OLYMPIA — With three kids in Seattle Public Schools, Stephanie Jones has met her fair share of teachers. Most have been great, but in elementary school, there was one she did not care for.
There is a push in Olympia to weed out so-called ‘lemon’ teachers by changing the way hiring works.
“Principals need to absolutely have the ability to decide who is on the team at that school to make sure the teachers are on board with the plan, vision and goal for the school,” said Liv Finne with the Washington Policy Center.
Senate Bill 5242 shifts hiring power from the central district office to the principals; it would allow them to decide if a displaced teacher is a good fit for their school.
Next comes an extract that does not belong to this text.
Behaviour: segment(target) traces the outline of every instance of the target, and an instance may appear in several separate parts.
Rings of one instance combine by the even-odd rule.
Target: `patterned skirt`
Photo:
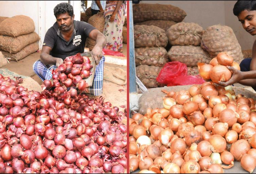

The teacher would also have to agree.
“We believe this legislation will provide chaos for HR departments, and at best create legal liability for districts,” said Lucinda Young with the Washington Education Association.
The state teacher’s union is concerned about a portion of the proposed law that would end a teacher’s contract if they are displaced for more than a year. But some teachers are actually in favor of the idea.
“We have a terribly broken system where teachers who don’t care are rewarded with having a classroom full of kids. I care very much where I teach and with whom I teach,” said Kristin Bailey-Fogarty, a Seattle Public Schools teacher.
Parents like Stephanie Jones feel this legislation would be game-changing and improve the learning environment in schools.
“We’re not talking about widgets. This is not machinery. These are human lives, these are kids. This is their education and we shouldn’t think just anybody can fit into these spaces,” said Jones.
Tacoma Public Schools already has a similar policy in place where principals and teachers can match up at job fairs. If this bill passes, it wouldn’t go into effect until the 2015-16 school year.